Lots of improvements to the ingest tool were launched this week in anticipation of the new Explore tool. I shared some early screenshots on X if you want to see them - the tool is still pretty alpha-feeling and needs more polish before I'm willing to share it in a blog post. Here are the updates:

  • URL Ingestion
    • The ingest tool now automatically browses and summarizes web pages, as with all ingest tool results they are tag-able and saved to your node for future reading/can be easily added via the analyze tool:
New tab in the ingest area in the analyze tool
    • Several backend/prompt improvements were made over the course of the week after this feature was launched on 5/15, web page summaries (and as a result of what we tested now PDF summaries) are more detailed and capture key information from charts/data tables:
Example data table captured from a PDF via ingest
  • Improved feedback on URL ingestion from Qwen
    • Qwen will now tell you if there's a problem with a web page you try to ingest at the end of the summary
  • URL ingestion is now generally much faster than it was when we launched. My estimate of how many simultaneous portions of a web page Qwen could handle was too conservative.
    • Qwen now handles large sections of the web page at once which requires fewer API calls and keeps responses somewhere between 10 and 40 seconds on average - up to 60 or 80 for a long web page.

Backend Improvements:

Testing the explore tool also yielded some improved data-preprocessing, truncation, and memory management practices for the embedding backend used for vector search. Rather than waiting to push these with the explore tool or probes update we just released them quietly and let everyone benefit.

Wrapping things up

It all comes down to strong fundamentals.

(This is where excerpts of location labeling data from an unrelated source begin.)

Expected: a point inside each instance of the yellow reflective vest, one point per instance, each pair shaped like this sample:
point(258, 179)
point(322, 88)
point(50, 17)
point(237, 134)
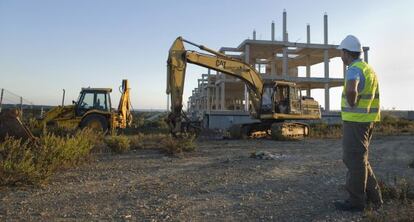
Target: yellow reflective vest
point(367, 108)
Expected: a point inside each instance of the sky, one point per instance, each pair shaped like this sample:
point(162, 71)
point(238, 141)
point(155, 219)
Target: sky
point(50, 45)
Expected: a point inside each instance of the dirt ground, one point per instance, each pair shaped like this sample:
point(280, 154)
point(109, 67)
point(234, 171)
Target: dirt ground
point(218, 182)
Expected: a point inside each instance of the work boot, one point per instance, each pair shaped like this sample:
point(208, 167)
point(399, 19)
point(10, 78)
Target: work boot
point(347, 206)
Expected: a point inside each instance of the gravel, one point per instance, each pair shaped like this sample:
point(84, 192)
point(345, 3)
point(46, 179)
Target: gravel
point(218, 182)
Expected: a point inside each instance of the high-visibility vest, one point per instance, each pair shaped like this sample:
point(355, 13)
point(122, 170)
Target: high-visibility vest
point(367, 107)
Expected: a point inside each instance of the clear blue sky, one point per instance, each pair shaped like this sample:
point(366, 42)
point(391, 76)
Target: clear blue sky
point(48, 45)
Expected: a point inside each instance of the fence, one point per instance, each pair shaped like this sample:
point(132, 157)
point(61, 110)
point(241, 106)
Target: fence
point(10, 100)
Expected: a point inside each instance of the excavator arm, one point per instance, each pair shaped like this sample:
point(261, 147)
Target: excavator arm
point(124, 106)
point(176, 66)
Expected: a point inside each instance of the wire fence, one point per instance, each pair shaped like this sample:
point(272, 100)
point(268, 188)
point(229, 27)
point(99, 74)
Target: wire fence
point(10, 100)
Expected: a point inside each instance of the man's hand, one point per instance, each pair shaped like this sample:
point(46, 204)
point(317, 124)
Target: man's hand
point(352, 92)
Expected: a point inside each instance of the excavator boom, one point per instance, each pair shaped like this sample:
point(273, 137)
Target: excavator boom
point(273, 102)
point(176, 66)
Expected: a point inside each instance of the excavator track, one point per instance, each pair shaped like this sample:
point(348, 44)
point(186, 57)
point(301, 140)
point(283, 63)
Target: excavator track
point(289, 130)
point(277, 131)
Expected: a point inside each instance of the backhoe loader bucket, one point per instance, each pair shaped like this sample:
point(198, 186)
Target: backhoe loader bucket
point(11, 125)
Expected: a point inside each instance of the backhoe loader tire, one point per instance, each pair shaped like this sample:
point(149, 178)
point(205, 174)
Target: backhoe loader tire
point(239, 131)
point(95, 122)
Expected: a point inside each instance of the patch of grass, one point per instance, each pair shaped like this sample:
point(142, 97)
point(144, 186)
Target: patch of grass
point(33, 163)
point(389, 125)
point(400, 197)
point(395, 212)
point(325, 131)
point(147, 141)
point(175, 146)
point(401, 190)
point(118, 143)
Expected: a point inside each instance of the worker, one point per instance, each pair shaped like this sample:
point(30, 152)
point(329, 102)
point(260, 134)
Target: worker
point(359, 110)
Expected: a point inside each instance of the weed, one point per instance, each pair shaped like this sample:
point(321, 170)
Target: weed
point(118, 143)
point(411, 164)
point(174, 146)
point(33, 163)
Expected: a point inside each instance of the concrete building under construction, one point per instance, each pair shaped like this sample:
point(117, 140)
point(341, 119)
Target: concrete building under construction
point(220, 100)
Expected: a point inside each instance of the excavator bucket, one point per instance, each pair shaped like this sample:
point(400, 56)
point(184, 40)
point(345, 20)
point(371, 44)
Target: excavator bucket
point(11, 125)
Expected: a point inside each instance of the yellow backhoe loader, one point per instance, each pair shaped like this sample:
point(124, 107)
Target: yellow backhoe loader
point(277, 104)
point(92, 109)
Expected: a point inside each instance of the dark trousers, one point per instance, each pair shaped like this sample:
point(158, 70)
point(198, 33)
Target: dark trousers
point(361, 183)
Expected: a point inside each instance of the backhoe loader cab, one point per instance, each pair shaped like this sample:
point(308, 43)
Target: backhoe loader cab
point(92, 109)
point(93, 98)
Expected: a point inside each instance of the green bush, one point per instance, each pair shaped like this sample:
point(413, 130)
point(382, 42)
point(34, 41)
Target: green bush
point(34, 162)
point(118, 143)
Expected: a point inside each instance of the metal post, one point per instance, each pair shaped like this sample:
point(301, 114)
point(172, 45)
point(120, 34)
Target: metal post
point(21, 105)
point(1, 99)
point(284, 26)
point(63, 98)
point(285, 62)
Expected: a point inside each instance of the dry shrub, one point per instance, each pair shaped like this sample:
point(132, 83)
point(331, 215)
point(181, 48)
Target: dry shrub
point(118, 143)
point(33, 163)
point(174, 146)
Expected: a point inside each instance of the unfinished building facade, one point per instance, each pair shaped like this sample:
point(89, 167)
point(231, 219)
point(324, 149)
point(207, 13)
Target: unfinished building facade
point(220, 100)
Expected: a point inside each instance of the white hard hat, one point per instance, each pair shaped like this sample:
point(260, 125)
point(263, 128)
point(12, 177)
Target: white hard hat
point(351, 43)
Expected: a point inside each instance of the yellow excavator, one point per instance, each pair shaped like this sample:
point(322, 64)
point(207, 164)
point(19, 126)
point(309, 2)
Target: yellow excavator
point(92, 109)
point(276, 104)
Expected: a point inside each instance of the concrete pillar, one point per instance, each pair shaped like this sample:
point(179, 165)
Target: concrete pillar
point(223, 96)
point(365, 49)
point(168, 103)
point(273, 67)
point(284, 26)
point(285, 62)
point(1, 98)
point(308, 73)
point(326, 63)
point(344, 69)
point(308, 91)
point(246, 90)
point(326, 60)
point(217, 94)
point(208, 99)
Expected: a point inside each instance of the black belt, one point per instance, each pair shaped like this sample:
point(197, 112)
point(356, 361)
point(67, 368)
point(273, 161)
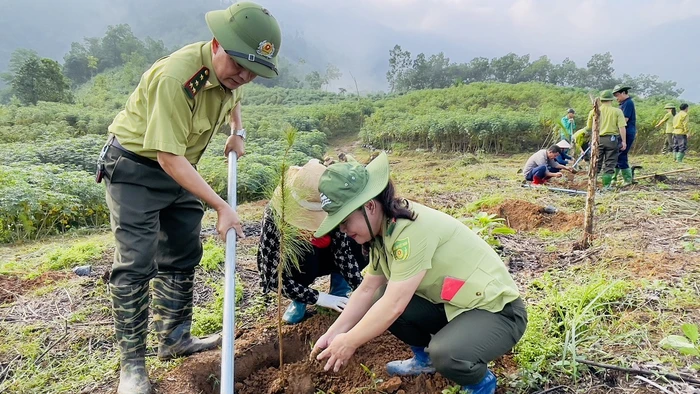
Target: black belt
point(115, 145)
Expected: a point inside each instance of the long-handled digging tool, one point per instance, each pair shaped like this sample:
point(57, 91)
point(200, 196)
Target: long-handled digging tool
point(656, 176)
point(227, 348)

Explore uses a combination of the ingest and vector search APIs to make any model useful for deep, effective, fast research on web results or local data. All the results form a "knowledge graph" you can explore while the research is happening. All of the results, thinking/reasoning steps, and final outputs are saved as tagged digests that you can easily pull in to the analyze tool/share with quantum search rules.

In a sentence:

If you have Pulse's explore tool you are your own personal intelligence agency.

I think the explore tool has a chance at being what makes Pulse a less obscure project. I've mostly been focusing my effort on making "strings", a "body", and "frets" for an "instrument." Those fundamentals take a long time to get right, but now we're at a stage where we can finally 'pluck' all of the strings.